»Das Aas?« – ich muß lachen, wenn ich daran denke, denn so bin ich doch noch niemals zum Narren gehalten worden, als von ihr, die sich selber und »Allem, was sie liebte«, diesen Kosenamen beilegte; von der »kleinen Anna«. Sie war ein reizender Racker, der Typus der Leipziger Confectioneuse, das richtige Studentenmädel. Hauptsächlich mochte sie die Corpsstudenten, und von den Corps erfreute sich besonders meines ihrer Gunst. Das war schon beinahe das diplomatische Prinzip von der meistbegünstigten Nation, das sie in dieser Hinsicht pflegte. Hervorragend treu konnte sie natürlich nicht sein unter solchen Umständen, schon deshalb nicht, weil jedhalbjährlich neue Füchse, und ach, gerade nach grünem Gemüse hatte sie so gesunden Appetit. Das Hauptfeld ihrer Thätigkeit war der »Schloßkellerschwof«, der Sonntagstanz der Studenten in Rendnitz. Ihre Briefe sind hauptsächlich Aufforderungen, dahin zu kommen. Sie pflegte in diesem Zusammenhange einen Stil von vieler Energie.
Mein süßes Aas!
Du kommst doch morgen in den Schloßkeller? Dein Corpsbruder P. hat mir zwar gestern gesagt, Du mußt mit nach Halle, er will schon dafür sorgen, daß du mitmußt, aber laß Dir nur nichts vorschwatzen und komm in den Schloßkeller. Ueberhaupt P.! das ist auch ein Rechter. Was bildet sich denn der ein? Mich hat er gewiß auch schlecht gemacht bei Dir. Na, wahr ist es doch nicht. Mit dem Doktor soll ich noch verkehren? Das ist doch gemein, so was zu behaupten! Als wie wenn ich gar kein Ehrgefühl hätte! Und der kleine Dicke ist ein Bekannter von meiner Schwester. Was kann ich denn davor? Also Du kommst natürlich in den Schloßkeller, aber zeitig, nicht wie das letzte Mal um 9 Uhr erst, wo ich mich schrecklich gemopst habe vorher.
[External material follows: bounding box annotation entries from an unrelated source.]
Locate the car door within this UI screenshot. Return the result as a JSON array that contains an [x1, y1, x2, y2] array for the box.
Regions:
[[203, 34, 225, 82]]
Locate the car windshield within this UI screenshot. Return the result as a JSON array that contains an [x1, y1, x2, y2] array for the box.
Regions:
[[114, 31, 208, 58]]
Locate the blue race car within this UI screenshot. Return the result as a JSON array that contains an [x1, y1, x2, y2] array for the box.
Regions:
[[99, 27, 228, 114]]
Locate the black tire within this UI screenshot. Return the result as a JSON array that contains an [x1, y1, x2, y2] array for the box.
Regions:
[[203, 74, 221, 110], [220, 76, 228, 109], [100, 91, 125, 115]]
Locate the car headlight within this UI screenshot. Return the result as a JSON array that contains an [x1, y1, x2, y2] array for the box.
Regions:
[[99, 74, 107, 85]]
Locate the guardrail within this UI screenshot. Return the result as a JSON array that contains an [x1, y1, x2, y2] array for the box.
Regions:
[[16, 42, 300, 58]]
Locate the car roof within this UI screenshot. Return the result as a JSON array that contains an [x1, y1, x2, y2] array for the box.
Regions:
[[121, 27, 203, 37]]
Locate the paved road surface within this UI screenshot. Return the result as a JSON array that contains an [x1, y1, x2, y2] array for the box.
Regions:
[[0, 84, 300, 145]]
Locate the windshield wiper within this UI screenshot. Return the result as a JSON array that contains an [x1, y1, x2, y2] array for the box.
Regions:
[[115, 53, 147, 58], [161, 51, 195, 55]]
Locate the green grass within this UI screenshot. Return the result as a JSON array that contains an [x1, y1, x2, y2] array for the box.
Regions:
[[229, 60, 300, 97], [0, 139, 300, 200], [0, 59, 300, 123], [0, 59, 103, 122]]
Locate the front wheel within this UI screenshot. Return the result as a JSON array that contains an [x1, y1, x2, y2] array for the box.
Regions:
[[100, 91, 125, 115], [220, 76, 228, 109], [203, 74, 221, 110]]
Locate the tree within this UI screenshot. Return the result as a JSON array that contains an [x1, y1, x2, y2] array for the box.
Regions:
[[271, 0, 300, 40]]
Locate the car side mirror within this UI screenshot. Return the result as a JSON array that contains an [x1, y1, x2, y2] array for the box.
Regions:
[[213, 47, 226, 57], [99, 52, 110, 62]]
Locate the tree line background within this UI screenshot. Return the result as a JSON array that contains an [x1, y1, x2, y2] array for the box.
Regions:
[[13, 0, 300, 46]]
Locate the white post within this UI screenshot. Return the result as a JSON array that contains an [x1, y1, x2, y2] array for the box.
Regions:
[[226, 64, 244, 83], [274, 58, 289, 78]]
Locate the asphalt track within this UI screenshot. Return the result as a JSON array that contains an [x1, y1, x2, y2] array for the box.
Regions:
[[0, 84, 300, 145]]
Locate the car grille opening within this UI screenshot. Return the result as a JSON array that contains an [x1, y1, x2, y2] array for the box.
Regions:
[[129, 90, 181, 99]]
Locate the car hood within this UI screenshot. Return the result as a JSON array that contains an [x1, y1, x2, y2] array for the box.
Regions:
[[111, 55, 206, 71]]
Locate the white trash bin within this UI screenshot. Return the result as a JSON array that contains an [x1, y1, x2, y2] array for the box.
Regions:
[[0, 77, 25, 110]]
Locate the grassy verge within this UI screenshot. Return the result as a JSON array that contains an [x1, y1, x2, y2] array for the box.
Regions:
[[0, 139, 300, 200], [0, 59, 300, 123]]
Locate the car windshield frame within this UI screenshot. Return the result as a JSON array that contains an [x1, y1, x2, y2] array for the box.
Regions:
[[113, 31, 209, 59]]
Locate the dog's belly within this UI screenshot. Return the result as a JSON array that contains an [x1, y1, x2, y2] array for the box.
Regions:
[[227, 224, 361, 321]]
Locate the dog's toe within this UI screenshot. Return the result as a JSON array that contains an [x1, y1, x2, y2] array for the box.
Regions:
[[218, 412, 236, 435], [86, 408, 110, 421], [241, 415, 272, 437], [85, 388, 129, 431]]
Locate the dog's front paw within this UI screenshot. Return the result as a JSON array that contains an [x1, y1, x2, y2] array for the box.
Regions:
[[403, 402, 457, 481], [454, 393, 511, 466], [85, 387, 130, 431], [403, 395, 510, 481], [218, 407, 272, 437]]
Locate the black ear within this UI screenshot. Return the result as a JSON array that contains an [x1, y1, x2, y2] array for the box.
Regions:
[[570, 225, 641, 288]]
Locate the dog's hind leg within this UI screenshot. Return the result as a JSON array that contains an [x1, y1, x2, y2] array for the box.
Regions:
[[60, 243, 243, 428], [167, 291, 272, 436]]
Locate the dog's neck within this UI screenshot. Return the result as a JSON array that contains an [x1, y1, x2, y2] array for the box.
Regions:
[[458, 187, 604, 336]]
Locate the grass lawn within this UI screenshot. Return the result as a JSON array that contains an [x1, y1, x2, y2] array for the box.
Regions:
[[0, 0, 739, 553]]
Es hat Dich furchtbar lieb
Dein kleines Rabenaas.
NB. Wegen dem Dicken kannst Du meine Schwester selber fragen. In Eile. Ich muß noch aufwaschen.
Anna
Es dauerte nicht lange, und sie hatte einen Anderen »furchtbar lieb«. Auf die Dauer wär's auch zu viel gewesen mit ihr.
Ins Feuer, ins Feuer, kleine Anna!
Jetzt kommt so einige Dutzendwaare. Darunter Alice, die Mondscheinheilige, von der im Corps die Redensart ging: »Sie rempelt mit Versen und kneift dann.« Ja, sie war eine idealistische Dichterin und in ihrem »Busen« brannte ein heiliges Feuer. Ihre Gedichte waren so gräßlich schön, daß sie im Druck Furore gemacht haben würden, aber Alice sang nur im Verborgenen, auf rosaroth note-paper mit einer Lilie als Wasserzeichen. »Holder Jüngling« nannte sie mich in ihren seufzenden Versen und eines ihrer schönen Gedichte endigte mit der infamen dichterischen Freiheit:
»... im Auge mir die Thränen stehen, Seh' Deine blonden Locken ich im Abendwinde wehen.« |
– ich war damals kurz geschoren. Original fahre hin in deiner Pracht! Friß, Feuer, den Blaustrumpf, der statt des Buchs der Liebe eine Poetik im Herzen hatte. Ich muß wahrlich lachen, wie das Lilienpapier zusammenschrumpelt. Knick, kß, kß, st. Wo mag Alice jetzt die Harfe beklimpern?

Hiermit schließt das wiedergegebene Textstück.